Oil prices rise as tensions mount over Strait of Hormuz
Oil climbed as traders weighed a possible Strait of Hormuz disruption, where about one-fifth of global supply flows. A $120 oil shock could lift U.S. gas by as much as $1.25 a gallon.

Oil prices edged higher Sunday evening as traders focused on renewed fighting in the Persian Gulf and the risk that traffic through the Strait of Hormuz could slow, with S&P 500 futures little changed after an earlier burst of market stress. The waterway carries about one-fifth of the world’s oil supply, so even a partial interruption would ripple quickly into U.S. gasoline prices, airline fuel costs and inflation expectations.
Benchmark crude had opened about 4% higher in the earlier Sunday session after U.S. strikes on Iranian nuclear facilities, then gave up some of those gains. Last week, oil had already climbed about 3% after Israel’s initial strikes on Iranian targets and Iran’s retaliatory missile attacks. In the earlier market reaction, S&P 500 futures fell about 0.6%, Dow futures dropped roughly 250 points and Nasdaq 100 futures slipped 0.7%.

Shipping companies may reduce traffic before any official shutdown, creating a de facto supply disruption that tightens the market just as drivers and airlines begin to feel it.
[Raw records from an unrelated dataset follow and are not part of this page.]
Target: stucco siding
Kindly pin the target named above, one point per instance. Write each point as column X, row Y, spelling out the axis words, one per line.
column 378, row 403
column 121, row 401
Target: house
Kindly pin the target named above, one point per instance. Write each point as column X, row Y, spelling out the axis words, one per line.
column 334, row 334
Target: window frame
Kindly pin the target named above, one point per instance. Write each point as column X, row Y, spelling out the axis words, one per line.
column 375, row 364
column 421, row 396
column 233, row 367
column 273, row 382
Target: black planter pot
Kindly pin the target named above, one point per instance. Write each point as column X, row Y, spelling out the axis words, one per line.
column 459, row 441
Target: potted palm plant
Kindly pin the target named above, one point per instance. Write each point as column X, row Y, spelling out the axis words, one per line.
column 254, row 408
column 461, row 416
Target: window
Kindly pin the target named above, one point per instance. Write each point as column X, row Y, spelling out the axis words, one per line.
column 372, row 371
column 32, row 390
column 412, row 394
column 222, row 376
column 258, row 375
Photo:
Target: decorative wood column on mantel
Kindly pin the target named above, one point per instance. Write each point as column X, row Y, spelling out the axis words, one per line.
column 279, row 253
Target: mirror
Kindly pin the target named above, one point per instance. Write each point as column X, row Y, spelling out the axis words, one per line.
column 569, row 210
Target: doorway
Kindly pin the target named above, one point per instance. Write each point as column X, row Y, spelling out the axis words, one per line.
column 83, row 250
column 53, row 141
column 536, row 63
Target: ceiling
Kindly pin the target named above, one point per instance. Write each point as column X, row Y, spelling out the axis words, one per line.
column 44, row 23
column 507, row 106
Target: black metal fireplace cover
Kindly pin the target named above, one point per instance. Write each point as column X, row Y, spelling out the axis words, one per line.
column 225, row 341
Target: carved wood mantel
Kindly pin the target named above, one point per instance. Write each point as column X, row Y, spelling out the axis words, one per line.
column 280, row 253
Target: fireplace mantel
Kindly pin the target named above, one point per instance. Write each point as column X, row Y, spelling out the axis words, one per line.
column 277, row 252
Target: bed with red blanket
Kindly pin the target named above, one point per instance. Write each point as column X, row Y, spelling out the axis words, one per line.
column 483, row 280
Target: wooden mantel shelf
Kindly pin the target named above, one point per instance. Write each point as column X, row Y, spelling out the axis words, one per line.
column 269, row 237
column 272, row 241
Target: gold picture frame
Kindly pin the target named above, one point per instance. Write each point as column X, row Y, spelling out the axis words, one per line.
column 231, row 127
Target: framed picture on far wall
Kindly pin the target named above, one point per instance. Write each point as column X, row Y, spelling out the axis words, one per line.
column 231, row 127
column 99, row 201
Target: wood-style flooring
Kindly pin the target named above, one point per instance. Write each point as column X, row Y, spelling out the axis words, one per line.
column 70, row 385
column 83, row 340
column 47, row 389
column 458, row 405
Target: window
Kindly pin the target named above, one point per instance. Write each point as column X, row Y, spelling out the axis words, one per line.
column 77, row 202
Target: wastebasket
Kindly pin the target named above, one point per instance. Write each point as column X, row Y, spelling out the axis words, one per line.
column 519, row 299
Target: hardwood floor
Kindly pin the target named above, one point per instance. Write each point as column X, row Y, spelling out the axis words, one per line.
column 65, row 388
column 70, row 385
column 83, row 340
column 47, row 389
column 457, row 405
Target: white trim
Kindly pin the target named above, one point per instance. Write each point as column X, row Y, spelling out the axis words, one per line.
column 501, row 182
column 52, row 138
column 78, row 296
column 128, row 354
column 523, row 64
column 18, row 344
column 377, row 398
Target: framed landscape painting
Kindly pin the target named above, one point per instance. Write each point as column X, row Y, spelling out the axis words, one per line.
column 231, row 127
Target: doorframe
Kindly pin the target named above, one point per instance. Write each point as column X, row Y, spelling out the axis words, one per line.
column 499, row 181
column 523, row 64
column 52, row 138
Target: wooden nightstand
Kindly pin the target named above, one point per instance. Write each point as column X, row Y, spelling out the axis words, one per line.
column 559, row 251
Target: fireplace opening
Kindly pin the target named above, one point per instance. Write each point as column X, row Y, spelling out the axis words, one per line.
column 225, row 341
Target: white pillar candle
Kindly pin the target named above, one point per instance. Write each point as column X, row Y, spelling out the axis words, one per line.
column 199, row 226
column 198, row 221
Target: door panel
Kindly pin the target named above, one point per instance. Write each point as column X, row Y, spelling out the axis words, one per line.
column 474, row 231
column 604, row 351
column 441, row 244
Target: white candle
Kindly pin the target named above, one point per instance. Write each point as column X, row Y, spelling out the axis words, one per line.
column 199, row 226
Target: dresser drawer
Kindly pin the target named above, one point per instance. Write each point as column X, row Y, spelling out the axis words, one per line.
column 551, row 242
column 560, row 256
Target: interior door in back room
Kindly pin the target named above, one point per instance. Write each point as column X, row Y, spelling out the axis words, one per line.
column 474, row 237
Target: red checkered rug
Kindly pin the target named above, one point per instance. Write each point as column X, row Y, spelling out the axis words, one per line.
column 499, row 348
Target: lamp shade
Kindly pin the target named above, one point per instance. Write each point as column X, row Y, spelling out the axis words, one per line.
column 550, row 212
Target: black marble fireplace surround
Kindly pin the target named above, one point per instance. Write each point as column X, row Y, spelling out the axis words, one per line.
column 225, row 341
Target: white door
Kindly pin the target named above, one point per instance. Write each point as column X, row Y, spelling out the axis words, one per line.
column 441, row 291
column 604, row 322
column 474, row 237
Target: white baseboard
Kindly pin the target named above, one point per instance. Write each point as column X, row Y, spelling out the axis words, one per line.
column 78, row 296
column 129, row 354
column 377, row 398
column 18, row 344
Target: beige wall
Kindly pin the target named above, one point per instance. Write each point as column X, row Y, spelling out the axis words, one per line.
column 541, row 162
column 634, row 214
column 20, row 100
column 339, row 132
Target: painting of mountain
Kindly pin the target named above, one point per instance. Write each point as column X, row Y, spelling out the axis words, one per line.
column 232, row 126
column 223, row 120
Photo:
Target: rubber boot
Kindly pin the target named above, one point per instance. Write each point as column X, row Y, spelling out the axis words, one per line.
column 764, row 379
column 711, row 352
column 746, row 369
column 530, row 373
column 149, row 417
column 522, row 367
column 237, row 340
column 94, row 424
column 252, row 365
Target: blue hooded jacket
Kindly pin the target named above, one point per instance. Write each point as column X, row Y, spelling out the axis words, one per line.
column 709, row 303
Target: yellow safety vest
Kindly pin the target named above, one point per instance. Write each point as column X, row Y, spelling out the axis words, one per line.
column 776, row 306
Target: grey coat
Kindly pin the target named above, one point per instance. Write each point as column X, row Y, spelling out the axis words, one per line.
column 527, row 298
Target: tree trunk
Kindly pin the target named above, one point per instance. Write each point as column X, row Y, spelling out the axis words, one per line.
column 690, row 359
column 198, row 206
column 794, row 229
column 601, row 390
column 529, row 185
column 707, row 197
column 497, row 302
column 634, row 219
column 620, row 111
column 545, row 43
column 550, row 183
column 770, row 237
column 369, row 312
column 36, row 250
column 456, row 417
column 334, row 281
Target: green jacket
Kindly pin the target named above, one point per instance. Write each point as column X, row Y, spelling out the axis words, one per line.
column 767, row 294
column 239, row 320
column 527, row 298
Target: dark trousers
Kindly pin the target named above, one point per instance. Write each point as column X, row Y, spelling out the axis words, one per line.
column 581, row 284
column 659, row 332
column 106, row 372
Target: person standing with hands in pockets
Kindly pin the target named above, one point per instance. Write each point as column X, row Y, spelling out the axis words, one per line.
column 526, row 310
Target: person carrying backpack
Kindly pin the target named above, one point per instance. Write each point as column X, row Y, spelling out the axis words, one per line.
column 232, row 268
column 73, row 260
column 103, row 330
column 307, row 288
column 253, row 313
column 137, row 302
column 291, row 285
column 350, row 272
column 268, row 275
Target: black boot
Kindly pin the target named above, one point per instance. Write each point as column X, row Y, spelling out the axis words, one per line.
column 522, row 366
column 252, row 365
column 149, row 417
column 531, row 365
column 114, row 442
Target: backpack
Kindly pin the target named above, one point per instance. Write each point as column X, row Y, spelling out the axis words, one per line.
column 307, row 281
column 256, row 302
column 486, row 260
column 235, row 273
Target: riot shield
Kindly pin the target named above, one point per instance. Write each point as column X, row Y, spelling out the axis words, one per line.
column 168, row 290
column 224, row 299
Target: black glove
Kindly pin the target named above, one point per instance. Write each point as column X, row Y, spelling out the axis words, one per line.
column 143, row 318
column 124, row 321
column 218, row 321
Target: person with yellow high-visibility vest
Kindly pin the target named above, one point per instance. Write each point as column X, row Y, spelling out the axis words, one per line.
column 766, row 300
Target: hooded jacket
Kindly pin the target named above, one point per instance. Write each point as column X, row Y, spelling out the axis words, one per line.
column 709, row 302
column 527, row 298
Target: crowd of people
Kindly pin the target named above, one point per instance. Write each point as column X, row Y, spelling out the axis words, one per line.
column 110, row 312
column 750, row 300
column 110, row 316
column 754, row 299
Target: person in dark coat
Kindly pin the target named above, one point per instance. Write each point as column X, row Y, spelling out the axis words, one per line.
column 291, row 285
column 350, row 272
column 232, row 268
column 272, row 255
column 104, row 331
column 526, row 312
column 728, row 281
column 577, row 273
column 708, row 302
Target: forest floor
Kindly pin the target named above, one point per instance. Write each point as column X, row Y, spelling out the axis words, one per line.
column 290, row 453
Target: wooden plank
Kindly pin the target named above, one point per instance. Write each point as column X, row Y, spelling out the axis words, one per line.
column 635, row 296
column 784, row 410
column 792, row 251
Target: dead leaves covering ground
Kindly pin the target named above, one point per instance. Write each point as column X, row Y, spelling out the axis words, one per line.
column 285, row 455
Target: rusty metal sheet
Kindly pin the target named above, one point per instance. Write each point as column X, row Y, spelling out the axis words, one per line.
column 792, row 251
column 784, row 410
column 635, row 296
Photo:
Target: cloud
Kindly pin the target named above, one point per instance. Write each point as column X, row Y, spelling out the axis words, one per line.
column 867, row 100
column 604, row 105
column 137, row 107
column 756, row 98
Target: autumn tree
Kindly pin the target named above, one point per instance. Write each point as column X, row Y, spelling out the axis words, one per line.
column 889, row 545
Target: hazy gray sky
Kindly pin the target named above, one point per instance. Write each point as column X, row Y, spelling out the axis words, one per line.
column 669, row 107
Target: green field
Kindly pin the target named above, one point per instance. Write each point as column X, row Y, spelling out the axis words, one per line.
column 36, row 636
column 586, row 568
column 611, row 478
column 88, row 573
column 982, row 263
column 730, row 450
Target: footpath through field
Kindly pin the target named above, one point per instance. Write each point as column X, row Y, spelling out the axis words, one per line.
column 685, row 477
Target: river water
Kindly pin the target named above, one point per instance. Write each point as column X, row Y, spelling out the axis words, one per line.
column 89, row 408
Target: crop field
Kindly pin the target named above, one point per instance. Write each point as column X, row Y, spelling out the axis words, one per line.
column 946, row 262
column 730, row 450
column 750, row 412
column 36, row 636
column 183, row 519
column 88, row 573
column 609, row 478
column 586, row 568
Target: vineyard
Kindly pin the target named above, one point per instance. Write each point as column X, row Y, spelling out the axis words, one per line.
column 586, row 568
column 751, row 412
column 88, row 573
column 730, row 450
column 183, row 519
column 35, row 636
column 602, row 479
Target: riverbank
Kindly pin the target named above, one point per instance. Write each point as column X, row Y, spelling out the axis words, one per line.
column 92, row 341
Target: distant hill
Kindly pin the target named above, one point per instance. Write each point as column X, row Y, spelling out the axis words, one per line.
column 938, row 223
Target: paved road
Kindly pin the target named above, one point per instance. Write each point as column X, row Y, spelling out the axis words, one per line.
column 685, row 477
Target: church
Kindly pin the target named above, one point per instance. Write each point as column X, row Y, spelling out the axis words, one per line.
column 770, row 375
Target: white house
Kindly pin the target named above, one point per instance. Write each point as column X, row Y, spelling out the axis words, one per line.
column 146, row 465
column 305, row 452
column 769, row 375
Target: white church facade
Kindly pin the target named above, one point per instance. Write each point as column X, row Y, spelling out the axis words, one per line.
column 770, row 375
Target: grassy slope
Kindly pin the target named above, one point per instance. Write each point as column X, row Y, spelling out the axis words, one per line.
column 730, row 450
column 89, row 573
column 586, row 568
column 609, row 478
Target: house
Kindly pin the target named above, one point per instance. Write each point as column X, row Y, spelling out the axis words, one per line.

U.S. Secretary of State Marco Rubio called closing the strait “economic suicide” for Iran and urged China, Iran’s top trading partner, to discourage any move that would interfere with shipping. Iran’s parliament backed closing the passage, but the final decision rests with Iran’s national security council. The U.K. Royal Navy detected electronic interference in the strait.

The International Energy Agency’s June 2026 Oil Market Report forecasts global oil demand will decline by 1.1 million barrels per day in 2026, while global supply is set to fall by 3.9 million barrels per day to 102.4 million barrels per day before rebounding in 2027. OECD government inventories fell to their lowest level since December 1990 as emergency stock releases accelerated. Lipow Oil Associates estimates that if exports through the Strait of Hormuz are affected, oil could quickly reach $100 a barrel, lifting U.S. gasoline by about 75 cents a gallon. In a worst case, $120 oil could push gas prices up as much as $1.25 a gallon, a move that would reach household budgets within days because retail fuel usually trails crude by several days.